ああやっぱりいいなあ。「バビロン」のオープニングは最高だ。生で観たかったなあ。私が観ることができたのは「タキシード・ジャズ」だけだから。あれも良かったけど。
知るのが遅過ぎたよ。
「蜘蛛女のキス」も、丁度一番忙しい時で観られなかったし。
あれ、そういえば今日って、雪組千秋楽ではないか。
今日はオギーのさよなら公演の日だったんだ。「愛する人を残して」行ってしまうのか。残念でならない。
オギーほど、スターの個性を活かしてくれる人はなかなかいないと思う。どんな下級生であろうと、脇役タイプであろうと、ひとりひとりの光るものを、ちゃんと光るようにと、手づからスポットライトを当ててくれる優しい人だったのに。
「タキシード・ジャズ」で私は、下級生の名前をたくさん覚えた。まだ花組の観劇は3回目で、二階席からオペラグラスで観ていたというのに、それぞれの個性が記憶に残ったのだ。そういうショーだった。

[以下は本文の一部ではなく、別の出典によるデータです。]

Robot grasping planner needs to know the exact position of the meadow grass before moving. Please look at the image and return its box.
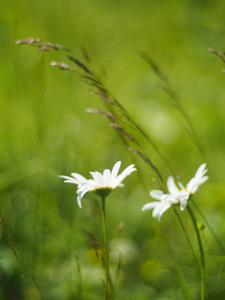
[0,0,225,300]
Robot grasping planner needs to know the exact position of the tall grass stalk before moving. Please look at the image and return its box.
[187,205,206,300]
[101,196,113,300]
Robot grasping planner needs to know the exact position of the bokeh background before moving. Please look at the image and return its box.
[0,0,225,300]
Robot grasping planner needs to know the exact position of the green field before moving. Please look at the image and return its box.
[0,0,225,300]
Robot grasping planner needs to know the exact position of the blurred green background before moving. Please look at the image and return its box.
[0,0,225,300]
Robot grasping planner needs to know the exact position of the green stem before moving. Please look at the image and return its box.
[101,196,110,300]
[187,205,206,300]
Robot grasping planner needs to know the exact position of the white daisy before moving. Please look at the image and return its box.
[142,163,209,221]
[59,161,137,207]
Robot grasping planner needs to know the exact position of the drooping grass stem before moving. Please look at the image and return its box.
[187,205,206,300]
[101,196,112,300]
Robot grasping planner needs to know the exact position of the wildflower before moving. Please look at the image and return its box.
[142,163,209,221]
[59,161,137,207]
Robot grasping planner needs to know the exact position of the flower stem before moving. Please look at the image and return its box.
[101,196,112,300]
[187,205,206,300]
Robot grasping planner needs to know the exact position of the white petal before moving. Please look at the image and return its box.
[112,165,137,188]
[103,169,111,187]
[167,176,179,195]
[150,190,164,200]
[90,171,104,188]
[110,161,121,186]
[180,199,187,211]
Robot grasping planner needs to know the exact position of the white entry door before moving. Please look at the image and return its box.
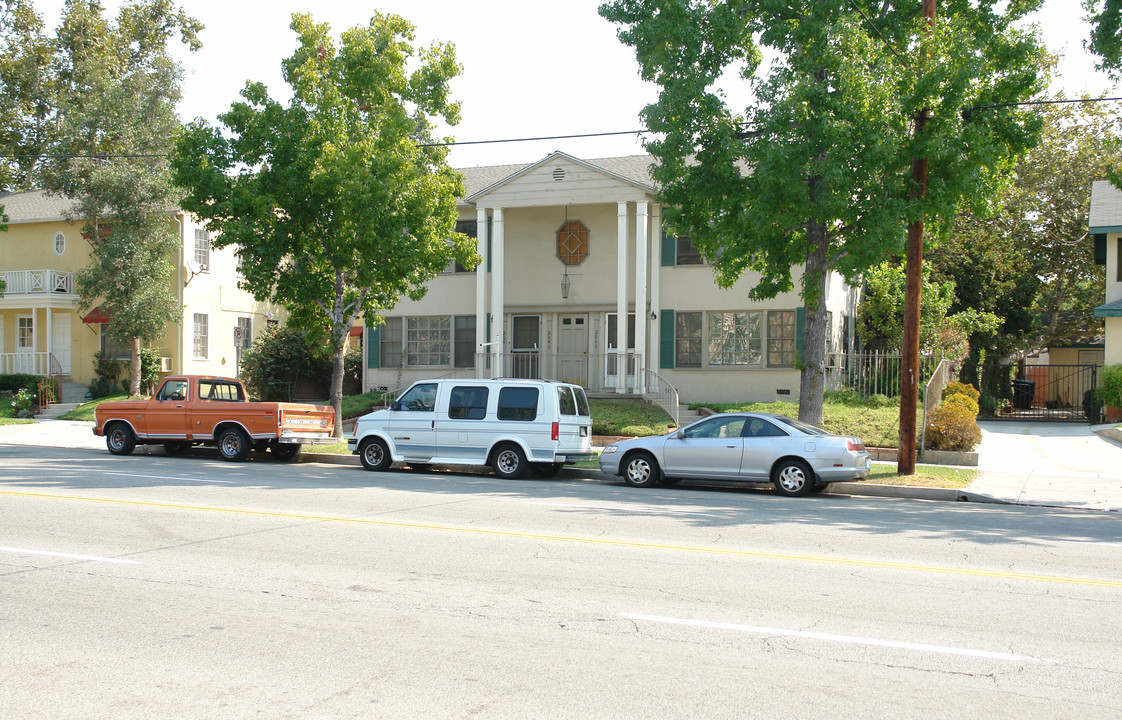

「あの人歌うまい!」とか「あの子はすっげー美人だ!」とか。
何も知らない私でもそう思ったんだから、彼らのファンの人達はさぞ嬉しかっただろうと思う。
……今はただ、オギーの今後を応援するのみ。
いつかは
溶けて消えるように
誰もが君を忘れていく
だからこそ荻田先生、これからも美しい世界を創って欲しいよ。